The costumes and tickets for our shows are reasonably priced and no student goes onstage until they are ready to perform after hours of class training. When inquiring into a new dance program, always ask the instructor up front what will be expected of the student time-wise and monetarily over the course of the instruction year to avoid the recital mill trap.
|Q: How often should my child take class?
||A: The amount of class time needed for each student varies by age and skill level. For a five year old, once a week is sufficient. The amount increases over time, depending on how serious the student is about ballet. As an example, for a fifteen year old who has studied dance for many years and aspires to become a professional, four to five days of four hour classes and rehearsal times is more realistic.
|Q: At what age can you tell if a child has an aptitude for dance?
||A: Children's bodies and coordination change drastically between the ages of five and twelve.

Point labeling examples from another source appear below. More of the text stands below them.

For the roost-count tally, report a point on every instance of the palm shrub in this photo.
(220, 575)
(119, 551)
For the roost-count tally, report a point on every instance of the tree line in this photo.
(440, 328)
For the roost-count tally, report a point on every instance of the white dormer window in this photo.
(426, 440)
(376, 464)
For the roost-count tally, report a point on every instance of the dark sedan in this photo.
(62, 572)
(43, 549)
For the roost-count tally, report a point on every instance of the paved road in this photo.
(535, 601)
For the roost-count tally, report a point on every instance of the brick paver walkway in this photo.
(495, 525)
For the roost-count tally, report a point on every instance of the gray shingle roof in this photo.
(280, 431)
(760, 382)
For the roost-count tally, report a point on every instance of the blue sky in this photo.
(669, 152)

No two students are alike or experience dance in the same way. Generally speaking, you can tell if someone has aptitude by the age of twelve. However, there are exceptions. Dancers who seem to lack flexibility and coordination when they begin training can surprise their teacher later on. For some students, its a matter of mentality. At a certain point, they may suddenly "get it" and blossom into a wonderful dancer. With a great deal of hard work, excellent training, and determination they can succeed in their passion for dance. A good work ethic is as important as natural talent. Many dancers who floundered in the beginning or seemed at first to have little talent worked through it and have gone on to become professional.
|Q: Is there a perfect dance body?
||A: There is no "perfect" dance body. Excellent dancers come in all shapes and sizes. Really good ballet dancers gernerally have a small to medium frame, good flexibility, turn out of the legs, and supple arched feet. If one or more of these attributes is lacking, it can be overcome with hard work.